On Mon, Jul 18, 2016 at 9:22 AM, Eric Rescorla <ekr@rtfm.com> wrote:

> The current charter proposal says:
>
>   A Standards Track document that defines the interface between an edge
>   server and a content owner. Security is a key concern, specifically
>   avoiding a "signing oracle" where possible.
>
> This text is a bit unclear, but I presume that the intent is to avoid
> allowing the Server to use the KeyOwner as a signing oracle. This
> message attempts to explore how hard this is.
>
>
> As I think is well known, TLS 1.2 servers inherently allow clients to
> obtain a signature with the server key on a message with a 32-byte
> prefix chosen by the client [0]. In a LURK context, if one adopts the
> naive design where the Server supplies the ServerKeyExchange to the
> KeyOwner, the Server can obtain a signature by the KeyOwner on a
> string which consists of:
>
> - 32 bytes of ClientRandom (which can be chosen by the Server)
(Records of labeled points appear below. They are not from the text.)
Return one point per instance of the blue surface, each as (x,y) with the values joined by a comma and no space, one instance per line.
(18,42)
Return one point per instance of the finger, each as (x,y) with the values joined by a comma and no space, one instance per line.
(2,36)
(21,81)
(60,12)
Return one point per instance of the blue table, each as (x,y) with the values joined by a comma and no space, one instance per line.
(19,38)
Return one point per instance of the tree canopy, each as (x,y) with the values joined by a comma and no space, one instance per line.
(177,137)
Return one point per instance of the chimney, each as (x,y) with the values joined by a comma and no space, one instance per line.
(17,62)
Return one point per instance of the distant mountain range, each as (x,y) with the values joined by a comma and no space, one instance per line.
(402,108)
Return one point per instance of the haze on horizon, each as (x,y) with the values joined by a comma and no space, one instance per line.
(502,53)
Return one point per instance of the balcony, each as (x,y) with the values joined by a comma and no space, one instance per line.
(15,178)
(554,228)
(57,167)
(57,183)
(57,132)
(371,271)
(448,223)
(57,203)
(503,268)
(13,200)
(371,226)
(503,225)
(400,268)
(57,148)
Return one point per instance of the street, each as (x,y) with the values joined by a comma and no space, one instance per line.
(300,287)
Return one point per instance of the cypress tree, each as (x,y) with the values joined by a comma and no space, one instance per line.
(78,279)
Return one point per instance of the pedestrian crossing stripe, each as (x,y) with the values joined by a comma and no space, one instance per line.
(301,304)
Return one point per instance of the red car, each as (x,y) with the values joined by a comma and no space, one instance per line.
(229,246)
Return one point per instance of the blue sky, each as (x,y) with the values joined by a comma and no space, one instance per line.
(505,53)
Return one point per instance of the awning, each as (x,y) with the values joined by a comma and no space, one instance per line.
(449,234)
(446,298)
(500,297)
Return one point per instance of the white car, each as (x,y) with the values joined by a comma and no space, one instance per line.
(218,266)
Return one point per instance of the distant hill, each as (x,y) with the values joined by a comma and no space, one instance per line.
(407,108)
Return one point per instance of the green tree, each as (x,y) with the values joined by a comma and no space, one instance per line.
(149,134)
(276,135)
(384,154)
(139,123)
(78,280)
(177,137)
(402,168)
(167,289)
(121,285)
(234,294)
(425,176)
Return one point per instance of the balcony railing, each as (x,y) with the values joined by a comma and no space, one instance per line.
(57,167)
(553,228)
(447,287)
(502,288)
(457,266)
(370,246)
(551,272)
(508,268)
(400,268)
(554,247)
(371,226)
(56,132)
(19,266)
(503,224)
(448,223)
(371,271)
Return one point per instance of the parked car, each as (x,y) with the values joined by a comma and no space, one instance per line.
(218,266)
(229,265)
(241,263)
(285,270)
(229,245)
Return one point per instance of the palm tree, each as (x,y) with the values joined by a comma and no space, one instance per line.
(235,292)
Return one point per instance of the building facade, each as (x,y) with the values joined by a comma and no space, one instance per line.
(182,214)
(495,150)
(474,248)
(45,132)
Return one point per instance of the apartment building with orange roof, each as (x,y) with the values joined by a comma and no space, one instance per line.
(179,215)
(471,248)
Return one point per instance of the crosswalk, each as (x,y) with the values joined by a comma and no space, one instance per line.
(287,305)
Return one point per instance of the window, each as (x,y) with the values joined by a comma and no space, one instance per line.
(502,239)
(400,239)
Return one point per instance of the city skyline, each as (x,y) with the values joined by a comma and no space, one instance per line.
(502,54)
> - 32 bytes of ServerRandom (which in the worst-case for the attacker
>   is selected by the KeyOwner)
> - The serialization of the ServerKeyExchange message which ostensibly
>   consists of [1]:
>   - The server's ECDHE share
>   - The server's FFDHE group + share
>
> It should be clear that if we just allow the Server to supply an
> unverified key/share that that's a very powerful signing oracle, but
> there are also limits to how much the KeyOwner can validate the share:
>
> - If it's ECDHE (NIST curves) then it can validate that the ostensible
>   point is on the curve. This allows the Server to generate a pretty
>   random x-coord value but then y-coord has to match (assuming we
>   require uncompressed points).
>
> - If it's ECDHE (CFRG curves), then the Server can basically generate
>   an arbitrary 32 or 48-byte string
>
> - If it's FFDHE, then the Server gets to control a huge amount of data
>   if you allow custom groups, but one could require that Servers use
>   the defined FFDHE groups, in which case, the Server just gets to
>   specify Y as a random value.
>
> Maybe one could do a bit better than this with some more thought, but
> I suspect that ultimately really preventing a signing oracle requires
> preventing the Server from arbitrarily choosing the "public" part of
> the DH share, e.g., by requiring the Server prove it knows the private
> part) Absent this, I'm not sure how much security value this actually
> provides over no validation (the CFRG curve case seems especially
> bad).
>
> -Ekr
>
>
> [0] https://tlswg.github.io/tls13-spec/#rfc.section.4.3.2
> [1] I'm ignoring the length bytes for the purposes of this discussion.